Rule out the following possible causes:
1. A third party program messing with Steam (Norton, in example, is notorious)
2. Disk defects
One thing I forgot to mention, before I left for school, I was able to install the game 'receiver' and really big Sky, two games I had never installed before. I then tried to install castle crasher as a test, but it still wouldn't install and only gave me the Installscript.vdf. Why would those two games install perfectly, but not castle crashers?
I recently ran a disk defragment but I've been having bsods on startup recently (waiting to reinstall Windows on an ssd when I get one). I'll run chkdsk after I get home from school.
Those sort of errors seem to be saying that there's errors or issues with your disk drive.
That would certainly explain why you're having download issues, and why you can download certain games and not others - note that the ones you downloaded are small compared to what you can't download.
That might suggest some buggered sectors.
How should i go about fixing it? Is there a way to repair windows without deleting all my files?
You can't, basically. If your disk drive is having such serious issues, it is ONLY ever going to worsen and probably quickly.
All you can do is go to your drive manufacturer's website and download one of their disk checking utilities - it SHOULD be able to check and then mark the bad sectors so you can at least use SOME of your disk drive for now.

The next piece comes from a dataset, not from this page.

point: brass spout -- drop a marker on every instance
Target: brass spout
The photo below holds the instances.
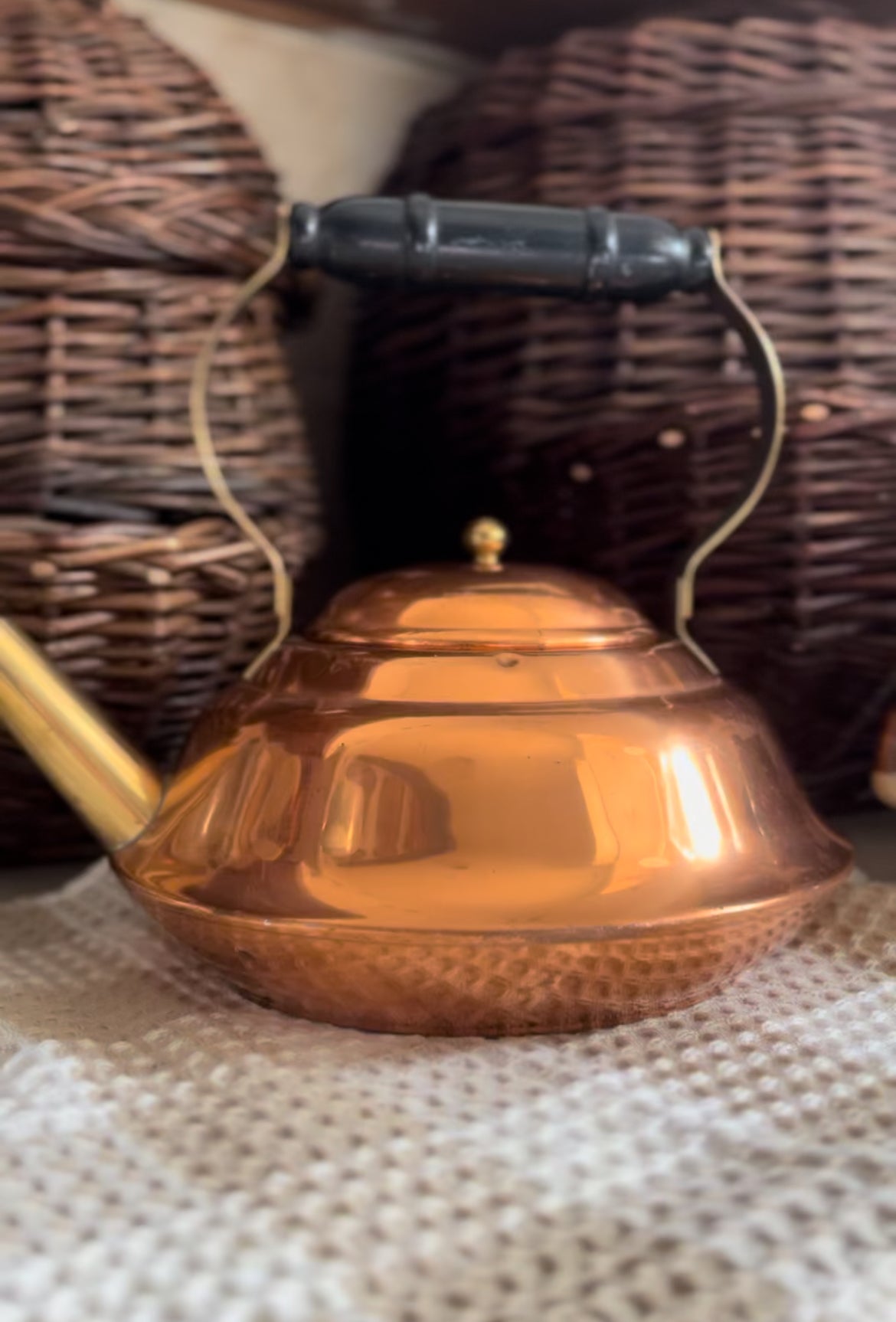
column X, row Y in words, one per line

Of course, if it's the drive controller or something else, then it might even have troubles with this.
But give that a go - your best bet is to get any data on there that's important backed up ASAP.
Western Digital's utility is probably only useful if your drive IS WD. This is why I told you to go to your drive manufacturer's website.
If it IS WD, then try and look a little more to see if there's a utility that's a bit more intensive.
I'm afraid that's HIGHLY unlikely.
The BSOD errors are DIRECTLY related to your hard drive. That's how we both spotted it straight away. If it were driver related, you wouldn't likely have such errors.
Do note that testing utilities aren't exact either. Each hard drive has it's OWN "in-built" utilities to mark duff sectors as they're detected, as ALL hard drives are built with faults (none are perfect).
So, it's entirely likely that as each sector fails on your hard drive, it gets marked. Then when you run a check, it report nothing untoward. This is why I asked if you could find an INTENSIVE scanner, which goes into great detail.
It's also incredibly likely for you to THINK the issue is down to Steam alone, for the simple reason Steam was most likely installed with it's games at that time on a certain area of the disk. Likewise Origin, etc. If those sectors and those surrounding for Origin are OK, they wouldn't cause any issue.
However, depending on how much space there is on the drive, etc, it could easily be that the games you're trying to install on Steam are being installed (in part or full) on dodgy sectors. That's often how it goes. I realise I probably haven't explained this very well, though.
This is why I suggested that those games you succesfully installed were small and the ones you couldn't were larger - this would back that hypothesis up.
So, I'm afraid there seems to be a fair amount of evidence for hard drive failure, and nothing I can see for anything else.
EDIT: Also to add, those BSODs - NTFS is the disk filing system, and the other is an OS file that should obviously NOT be deleted or disappeared shows as not working.